Almost all of Chinatown’s restaurants and bakeries have a myriad of vegetarian options on their menus, and the area bristles with bargains. The simply named Fried Dumpling (at 106 Mosco Street just east of Columbus Park) is Chinatown’s incarnation of the soup nazi,with the notoriously gruff owner showing no mercy to her patrons (but the cheap scallion pancakes are very well-regarded). Directly across the street, Everything Frosted at 105 Mosco Street (on the second floor) bakes impressive desserts using some distinctly Asian ingredients (black sesame, lychee, taro, and jasmine being just a few of the Asian-influenced flavors found in their products).
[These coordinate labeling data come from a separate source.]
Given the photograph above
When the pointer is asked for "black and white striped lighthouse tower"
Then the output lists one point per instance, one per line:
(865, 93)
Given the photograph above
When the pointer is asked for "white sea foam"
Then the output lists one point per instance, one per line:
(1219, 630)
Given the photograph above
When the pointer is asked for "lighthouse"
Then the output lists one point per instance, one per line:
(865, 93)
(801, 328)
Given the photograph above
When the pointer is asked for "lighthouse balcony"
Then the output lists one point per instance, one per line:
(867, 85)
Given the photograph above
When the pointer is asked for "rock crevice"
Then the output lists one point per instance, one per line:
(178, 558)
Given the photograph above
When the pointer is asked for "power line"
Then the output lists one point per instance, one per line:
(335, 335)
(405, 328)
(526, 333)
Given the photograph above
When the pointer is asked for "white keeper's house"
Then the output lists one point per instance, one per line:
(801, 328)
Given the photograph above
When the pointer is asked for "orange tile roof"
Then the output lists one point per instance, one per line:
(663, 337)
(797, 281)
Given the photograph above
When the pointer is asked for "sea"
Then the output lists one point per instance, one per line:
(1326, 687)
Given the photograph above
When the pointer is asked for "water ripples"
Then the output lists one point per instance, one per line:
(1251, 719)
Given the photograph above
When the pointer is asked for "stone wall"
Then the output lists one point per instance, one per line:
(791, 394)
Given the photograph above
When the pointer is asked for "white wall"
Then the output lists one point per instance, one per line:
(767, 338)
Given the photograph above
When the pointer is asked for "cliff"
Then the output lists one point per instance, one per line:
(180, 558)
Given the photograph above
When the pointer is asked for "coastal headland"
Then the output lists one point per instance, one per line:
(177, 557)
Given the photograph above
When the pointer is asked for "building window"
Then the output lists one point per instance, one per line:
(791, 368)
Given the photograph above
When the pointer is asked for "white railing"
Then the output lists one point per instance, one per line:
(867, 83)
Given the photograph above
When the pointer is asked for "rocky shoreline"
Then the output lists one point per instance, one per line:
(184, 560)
Three neighborhood restaurants are strictly vegetarian. The House of Vegetarian at 68 Mott Street has a large menu with reasonable prices, but their kitchen is not well refined. We strongly favor the other two venues. Buddha Bodai at 5 Mott Street cooks delicious Szechuan cuisine, including vegan versions of all typical Chinese restaurant dishes like General Tso’s chicken and pork fried rice. Just around the corner, at 24 Pell Street, the Vegetarian Dim Sum House provides a culinary adventure, giving vegetarians an opportunity to fully explore the world of dim sum.

Getting There & Getting Home

The 6, J, N, Q, R, and Z trains all stop at Canal Street, with the center of Chinatown only a few blocks east of the station.